You see, nobody had handed me a management programme for this breed and I relied on my poor knowledge from the previous literature I had read, which of course was for a different breed.  So my brooding temperature was always about five degrees off and that condemned half my chicks to death at five weeks. Mind you, five weeks is a week before I sell them.

I later discovered that the death of these chickens was more costly than just in lost sales, unhappy customers and piling bills.  I was losing money on four fronts: high electricity bills because I did not switch off at night for the chickens to rest; my feed bills soared because as long as there was light the chickens ate; I had high vet bills as I fought an already lost cause trying to save these birds dying from over feeding; and lastly I lost sales and had unhappy customers.

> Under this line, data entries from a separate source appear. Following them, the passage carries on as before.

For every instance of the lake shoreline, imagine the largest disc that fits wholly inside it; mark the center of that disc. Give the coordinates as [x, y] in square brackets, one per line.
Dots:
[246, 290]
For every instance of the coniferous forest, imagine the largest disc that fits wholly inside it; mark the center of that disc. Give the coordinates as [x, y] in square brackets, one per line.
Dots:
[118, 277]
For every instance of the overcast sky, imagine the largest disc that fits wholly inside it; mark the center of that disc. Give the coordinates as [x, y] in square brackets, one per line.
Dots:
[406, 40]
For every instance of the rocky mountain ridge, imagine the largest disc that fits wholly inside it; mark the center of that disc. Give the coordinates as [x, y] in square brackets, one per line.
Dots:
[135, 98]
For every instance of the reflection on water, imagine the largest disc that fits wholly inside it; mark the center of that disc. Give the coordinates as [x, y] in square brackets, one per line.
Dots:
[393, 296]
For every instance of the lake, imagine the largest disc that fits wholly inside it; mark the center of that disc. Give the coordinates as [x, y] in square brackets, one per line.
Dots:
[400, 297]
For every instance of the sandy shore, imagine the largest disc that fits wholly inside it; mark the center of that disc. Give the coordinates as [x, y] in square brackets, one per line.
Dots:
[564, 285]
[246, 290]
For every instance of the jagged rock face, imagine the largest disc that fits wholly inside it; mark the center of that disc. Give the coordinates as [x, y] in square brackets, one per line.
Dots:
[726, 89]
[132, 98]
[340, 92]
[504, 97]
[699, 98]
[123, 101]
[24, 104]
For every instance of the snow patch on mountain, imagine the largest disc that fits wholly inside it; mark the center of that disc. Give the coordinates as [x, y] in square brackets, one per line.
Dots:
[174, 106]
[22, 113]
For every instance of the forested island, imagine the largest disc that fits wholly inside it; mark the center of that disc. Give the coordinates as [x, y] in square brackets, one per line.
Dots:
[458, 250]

So as 2010 dawned, I had no option but to right size to ensure I had enough brooding equipment and to manage my debts. Since then the mortality went down to 8% but I did not get out of the hole easily.

I still sought answers to profitability and I placed my hope where many other sectors of the economy had – the 2010 World Cup. So I asked: “what does 2010 have for an emerging farmer? How can an emerging farmer benefit from it?” And I was not interested in the “daa” answer such as “these thousands had to eat’’.  I knew that and it did not work for us.

Africa kenako, they said. Well it was not to be for perpetually emerging farmers.